Chaps, you surprise me. It’s a nice little video, but…
…I’d become accustom to you rightly saying, ‘look, no call to action!’, ‘the donor isn’t star’, ‘metaphors don’t work’, and ‘show the donor the problem and how they can fix it’.
Perhaps this helps answer Denisa’s question about why even the best of these videos get low conversion rates. Maybe because the entry cost is low, it becomes the playground of ‘brand exercises’ or provides the ‘it’s awareness raising’ excuse.
If the space was more expensive we would be borrowing from direct-response TV more.

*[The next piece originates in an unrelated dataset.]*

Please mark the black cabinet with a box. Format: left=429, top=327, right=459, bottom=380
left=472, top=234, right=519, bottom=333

For example driving people to premium SMS or telephone, rather then asking them to faf about clicking through and having to fill in on-line forms.
Denisa – It occurs to me that one add’l metric which may be difficult to measure is the benefit an organization receives when a broader audience is aware of and understands the mission and the good works accomplished.
I live in an area where the local land trust has experienced some negative blowback to their land acquisition plans, due primarily, I believe, to the lack of understanding about the organization, it’s mission and it’s previous successes. Not sure how that can be measured, or actually proven….
[full disclosure: I am a videographer]
I love Denisa’s question re video & revenue. I attended a donor engagement webinar on Wednesday based on interviews with 1,263 donors. “They love short videos”, but no one is talking about the $$.
Are there any stats?
Thanks
I think video is definitely a good way to educate and advocate. Education and advocacy both lend overall support to a cause. But when we start talking about adding it to our fundraising quiver we have to apply the same metrics we do to our other fundraising streams.